Plaintiffs argued that before Congress passed §4507, there was no restriction on private contracting. The government argued that “private contracting to circumvent Medicare rules was never permitted; section 4507 merely opened up a narrow escape valve.” The Court found the factual dispute to be “irrelevant in light of the fact that Plaintiffs failed to allege the deprivation of a constitutionally protected right.”

There is no right, in Judge Hogan’s view, for individuals to contract privately with their physicians: “The Supreme Court has declined to extend the right to autonomous decision-making beyond certain limited contexts involving child rearing and education, family relationships, procreation, marriage, contraception, and abortion….This Court is not inclined to create new areas of constitutional protection.”

Plaintiffs argued that Congress overstepped its Spending Clause authority in requiring Medicare beneficiaries to relinquish contracting rights in order to receive a federal benefit. Not so, said the Judge. Congress has repeatedly employed its power “to further broad policy objectives by conditioning receipt of federal moneys upon compliance by the recipient with federal statutory and administrative directives.”

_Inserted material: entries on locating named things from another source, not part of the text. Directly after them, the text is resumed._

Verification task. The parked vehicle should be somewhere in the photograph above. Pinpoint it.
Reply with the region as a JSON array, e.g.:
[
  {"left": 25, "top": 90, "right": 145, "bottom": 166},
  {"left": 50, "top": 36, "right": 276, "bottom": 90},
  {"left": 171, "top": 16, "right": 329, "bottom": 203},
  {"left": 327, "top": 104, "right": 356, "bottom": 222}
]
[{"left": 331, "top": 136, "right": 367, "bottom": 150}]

It serves the “general welfare,” ruled the Court, to limit the amount that Medicare beneficiaries pay for services and to make it easier for them to submit claims. Moreover, reporting requirements in the statute are legitimate to help enforce federal price controls. “The Secretary is required … to keep track of changes in the proportional mix of services being performed on assigned and non-assigned bases.”

The Plaintiff’s complaint that §4507 discriminates against senior citizens was rejected because “age is not a suspect class.” Therefore, discrimination on that basis is allowable if it is “rationally related to furthering a legitimate government interest.” Under the rational test basis, courts may not “substitute their social and economic beliefs for the judgment of legislative bodies.”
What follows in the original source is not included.